Over the course of the past year, NVIDIA has been actively pushing their GPUs as excellent performers outside of gaming, and for most of us, this was a rather new concept. We quickly found out, though, that GPUs were indeed superb performers when executed in a certain manner.
It goes without saying that where GPGPU programming is concerned, we’re still in its infancy, but over the course of the past year, I’ve slowly become more of a believer in what the technology can accomplish. If you care at all about the progress of research in the medical field, then just taking a look at how much more a GPU can accomplish with Folding@home when compared to a normal CPU will help make you a believer.
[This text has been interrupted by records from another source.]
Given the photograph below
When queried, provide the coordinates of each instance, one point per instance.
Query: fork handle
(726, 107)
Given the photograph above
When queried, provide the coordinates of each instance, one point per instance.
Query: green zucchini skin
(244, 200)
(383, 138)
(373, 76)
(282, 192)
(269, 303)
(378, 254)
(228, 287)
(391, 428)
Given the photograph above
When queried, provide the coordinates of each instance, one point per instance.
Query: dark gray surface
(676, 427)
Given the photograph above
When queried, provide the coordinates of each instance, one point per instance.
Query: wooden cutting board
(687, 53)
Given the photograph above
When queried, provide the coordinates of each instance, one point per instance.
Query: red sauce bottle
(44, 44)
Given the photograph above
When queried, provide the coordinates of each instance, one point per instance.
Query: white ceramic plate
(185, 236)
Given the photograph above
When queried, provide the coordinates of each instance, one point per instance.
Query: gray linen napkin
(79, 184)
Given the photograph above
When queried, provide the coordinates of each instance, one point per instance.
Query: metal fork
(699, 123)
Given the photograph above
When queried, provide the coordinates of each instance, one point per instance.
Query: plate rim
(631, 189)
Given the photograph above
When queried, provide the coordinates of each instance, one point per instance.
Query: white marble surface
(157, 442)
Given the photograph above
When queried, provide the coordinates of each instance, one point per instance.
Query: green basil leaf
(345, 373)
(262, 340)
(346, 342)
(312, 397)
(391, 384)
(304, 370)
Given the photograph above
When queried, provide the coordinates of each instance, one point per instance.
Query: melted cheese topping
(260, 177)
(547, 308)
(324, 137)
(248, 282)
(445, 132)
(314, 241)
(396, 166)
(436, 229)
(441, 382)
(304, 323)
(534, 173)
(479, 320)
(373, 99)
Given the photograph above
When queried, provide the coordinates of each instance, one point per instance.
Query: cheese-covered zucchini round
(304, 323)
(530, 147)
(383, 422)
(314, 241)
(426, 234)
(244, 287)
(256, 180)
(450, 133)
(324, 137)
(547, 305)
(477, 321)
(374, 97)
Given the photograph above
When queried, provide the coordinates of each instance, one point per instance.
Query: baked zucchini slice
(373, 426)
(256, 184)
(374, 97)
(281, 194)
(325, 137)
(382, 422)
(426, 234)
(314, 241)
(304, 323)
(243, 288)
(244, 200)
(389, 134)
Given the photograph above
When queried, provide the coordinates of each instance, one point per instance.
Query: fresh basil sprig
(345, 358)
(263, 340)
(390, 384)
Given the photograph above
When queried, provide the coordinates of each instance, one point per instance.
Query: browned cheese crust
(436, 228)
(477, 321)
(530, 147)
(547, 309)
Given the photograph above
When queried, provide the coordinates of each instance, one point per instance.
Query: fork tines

“Personal Supercomputer” is a term that’s been thrown around quite a bit in the past, but when dealing with scenarios that can execute off of a GPU architecture, then it’s far easier to accomplish. To help make this point even clearer, NVIDIA has published a release that unveiled their “Personal Supercomputer” platform, which numerous vendors are currently supporting. Each configuration will vary, but the fastest ones will include the Tesla C1060. The largest configurations in a single-chassis/rack unit will deliver upwards of 3.732 TFLOPS of computing power.
By using their GPUs, NVIDIA claims, you can achieve “Cluster Class” performance with 1/100th of the available space, and at 1/10th the overall power consumption. Those claims are huge, but believable. I’m no coder, and I certainly don’t handle any supercomputers, but I’m still not entirely confident that GPUs can replace CPUs for any kind of SC computing, but if you’re lucky enough that GPUs will work out just fine, the performance benefits are nothing short of jaw-dropping.
“GPUs have evolved to the point where many real world applications are easily implemented on them and run significantly faster than on multi-core systems,” said Prof. Jack Dongarra, director of the Innovative Computing Laboratory at the University of Tennessee and author of LINPACK. “Future computing architectures will be hybrid systems with parallel-core GPUs working in tandem with multi-core CPUs.”